Не торопясь, нога за ногу, подошли к главной шахте.
– Прежде чем спуститься в штрек, я должен вам сказать следующее. – И низкорослый инженер Новиков поднял на Прохора глаза и волосатые ноздри. – Здесь самый богатый золотоносный слой идет на значительной глубине, то есть он простирается в пределах вечной мерзлоты. Значит, что ж? Значит, для облегчения труда приходится прибегать к оттаиванью пород. Как? Вам известно. В забоях и штреках усиленно жгут костры. А вентиляция, где она? Нету вовсе, или самая первобытная – сквознячки. Значит, что? Значит, страшный дым, угар, постоянная угроза здоровью рабочих. Я вам должен заявить, что правительственный надзор этого потерпеть не может.

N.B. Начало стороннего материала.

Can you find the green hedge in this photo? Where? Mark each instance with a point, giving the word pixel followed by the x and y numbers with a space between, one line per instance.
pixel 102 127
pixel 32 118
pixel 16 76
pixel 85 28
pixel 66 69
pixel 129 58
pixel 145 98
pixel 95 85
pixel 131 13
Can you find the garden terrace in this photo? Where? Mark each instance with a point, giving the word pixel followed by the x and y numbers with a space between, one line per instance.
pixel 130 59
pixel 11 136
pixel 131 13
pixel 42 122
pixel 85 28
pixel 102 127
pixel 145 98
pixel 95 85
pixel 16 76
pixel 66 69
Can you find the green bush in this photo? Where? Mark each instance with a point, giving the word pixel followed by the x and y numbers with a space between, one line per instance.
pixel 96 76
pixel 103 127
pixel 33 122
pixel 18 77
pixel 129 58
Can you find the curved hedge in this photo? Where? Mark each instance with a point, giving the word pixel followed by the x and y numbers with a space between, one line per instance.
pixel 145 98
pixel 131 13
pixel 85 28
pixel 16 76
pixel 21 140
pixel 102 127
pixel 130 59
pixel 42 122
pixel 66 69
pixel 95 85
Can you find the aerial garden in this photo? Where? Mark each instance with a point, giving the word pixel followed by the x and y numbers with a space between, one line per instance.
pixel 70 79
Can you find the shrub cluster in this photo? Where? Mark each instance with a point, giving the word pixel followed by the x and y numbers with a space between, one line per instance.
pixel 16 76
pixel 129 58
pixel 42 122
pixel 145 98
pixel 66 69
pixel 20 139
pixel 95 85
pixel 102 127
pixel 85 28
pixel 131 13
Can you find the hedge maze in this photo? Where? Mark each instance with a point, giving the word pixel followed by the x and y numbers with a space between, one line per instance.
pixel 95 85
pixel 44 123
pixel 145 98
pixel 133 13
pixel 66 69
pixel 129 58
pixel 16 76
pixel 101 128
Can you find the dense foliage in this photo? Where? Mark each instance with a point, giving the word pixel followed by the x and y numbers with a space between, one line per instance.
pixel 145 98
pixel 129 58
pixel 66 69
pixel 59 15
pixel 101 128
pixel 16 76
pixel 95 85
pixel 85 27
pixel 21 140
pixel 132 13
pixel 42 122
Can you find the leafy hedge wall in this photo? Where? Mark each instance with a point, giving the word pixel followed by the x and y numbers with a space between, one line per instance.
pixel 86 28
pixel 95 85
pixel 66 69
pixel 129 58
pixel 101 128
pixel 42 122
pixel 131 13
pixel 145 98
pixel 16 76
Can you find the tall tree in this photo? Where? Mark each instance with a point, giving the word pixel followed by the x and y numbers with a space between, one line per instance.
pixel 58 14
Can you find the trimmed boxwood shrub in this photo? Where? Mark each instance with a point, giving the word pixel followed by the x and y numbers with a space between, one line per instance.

– Да будет, будет вам песни-то петь, – сладко прищурившись, загнусил Фома Григорьевич Ездаков. – Какой угар, какой дым? Да с чего вы взяли, господа? Да вы бы посмотрели, в каком дыму парятся мужики в банях по-черному. И ничего. А курные избы? Вы видели? И ничего – живут. Живут и Бога благодарят.
– Мужики могут жить как им угодно и как угодно могут благодарить Бога, рабочие же.
– Ну, бросьте, – сказал Прохор. – Давайте спускаться.
В соседней теплушке они надели длинные непромокаемые сапоги, брезентовые пальто и широкополые кожаные шляпы.
– Эй, слушайте! Тут темно. Не вижу, – перетрусил Прохор.
– Хватайтесь за скобу! Осторожней! Не оборвитесь.
Со стен, чрез неплотную обшивку, струилась вода. Снизу шел промозглый холод, сдобренный угарной окисью углерода и парами газов от динамитных подрывных работ. У Прохора гудело в ушах, кружилась голова.
Спустились в сырой полумрак. Два градуса тепла по Реомюру. Кой-где мерцали электрические лампочки. Под ногами хлюпающая по щиколотку грязь. Ноги скользят, вязнут, спотыкаются. Сюда обильно проникают грунтовые воды из окружающих шахту напластований. Сверху, с боков бежит вода – то струйками, то значительным потоком.
С десяток плотников, одетых в непромокаи и широкополые шляпы, напрягая все силы, устраивали из тяжеловесных брусьев крепи. Со всех сторон и сверху их поливало грязной жижей. Вода сочилась в рукава, за воротник. Измокшие плотники, грязные, как черти, работали с надрывом, с проклятиями, с руганью.
– Сколько, ребята, получаете? – нарочно громко спросил Протасов.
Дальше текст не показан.